Obviously, too, Gausman had his chances to send the Marlins a message last August if he wanted to. He could have replied in kind when the Marlins batted in the top of the second after Acuna was drilled, despite the warnings, sending one up and in just enough to drop the hint.

If those warnings were too much for him to think about, he could have sent the message later that month when the Braves went to Miami and he started one of the games.

He didn’t do it either time. Whether it was a mutual agreement among the Braves’ pitchers to wait until they might face Urena himself again isn’t known as I write. Just as Urena looked to one and all as though committing a premeditated act last August, Gausman looked the same Friday night.

At least Urena got the start for the Marlins this time, a mere eight months after drilling Acuna. It’s not as though Gausman had three years to plot revenge.

But the late Don Newcombe had a policy of going after the opposition’s hottest lineup hand whenever he thought they needed an immediate message to be sent, whether it was over their pitcher knocking down or hitting a Dodger batter or—as he did once with the Phillies—silencing a bench coach throwing racial insults at the Dodgers’ early black players by dropping Del Ennis, at the time the Phillies’ hottest hitter.

When Cubs pitcher Bill Hands opened a critical September 1969 showdown with the onrushing Mets by knocking Tommie Agee down leading off, Mets starter Jerry Koosman—following Newcombe’s policy—sent one up and in tight to Hall of Famer Ron Santo in reply the next inning.

“I knew right away I was going to go after their best hitter,” Koosman said years later. (Santo led the National League with 112 runs batted in at the time.) “You mess with my hitters, I’m going after your best one. I’ll go after him twice if I have to.” Santo got hit on the wrist as he fell away from the chin music.

“If it didn’t hit his arm,” Mets outfielder Ron Swoboda said, “it would have hit him onside his head.” Mets bullpen coach Joe Pignatano had another verdict: “Koosman won the pennant for us that night.” (Agee didn’t exactly shrivel, either: when he faced Hands again in the third that night, he sent one over the fence.)

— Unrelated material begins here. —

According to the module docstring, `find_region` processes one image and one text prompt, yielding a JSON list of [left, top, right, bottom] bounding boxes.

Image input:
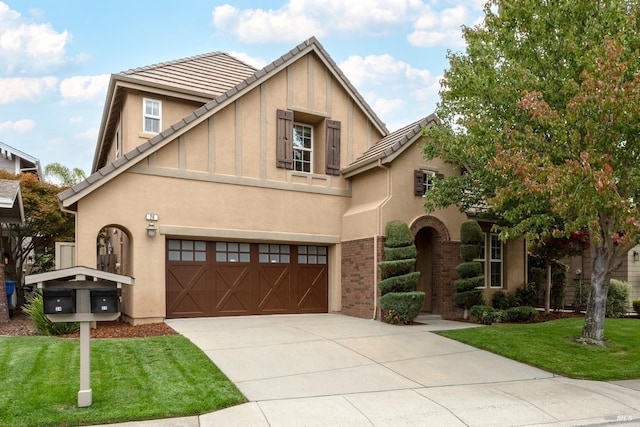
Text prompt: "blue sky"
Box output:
[[0, 0, 484, 174]]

Urena looked cowardly drilling Acuna last August after Acuna’d been a wrecking crew at the Marlins’ expense. But Gausman had his chances to send the Marlins a message last year and he didn’t take a one of them. He doesn’t look all that much better than Urena did. And there’ll be those saying his possible five- or six-game suspension won’t be sufficient, either.

The old school, which is discredited often enough and with cause these days, says there do come times to take one for the team. Especially when the season is still young and you’re less likely to cost your team something critical that you would be down the stretch of a pennant race. The Braves may be lucky it happened the third night of May.

If you doubt Gausman’s or the Braves’ premeditation, be advised they called up pitcher Touki Toussaint before Friday night. Guess who went out to pitch for the Braves after Gausman got the ho-heave, stopped the second inning bleeding, and pitched four total innings of one-run, six-strikeout ball to give the Braves’ bullpen a respite.

“In the end, the biggest failure in this situation has to fall on the umpiring crew,” says Call to the Pen‘s David Hill. “Anyone who saw that the Braves called up Toussaint, and that Urena was the opposing starter, had to know what was going to happen. That both benches were not warned prior to the start of the game, or that Gausman was ejected after throwing that pitch, is entirely their mistake.”

Not theirs entirely.

“From the beginning, they were saying I did it on purpose,” said Urena about the Acuna drill and Friday night’s festivities, “but look at how they did it. That’s the way they claim they are professional?” Unfortunately, when it comes to professionalism, Urena isn’t exactly in any position to talk.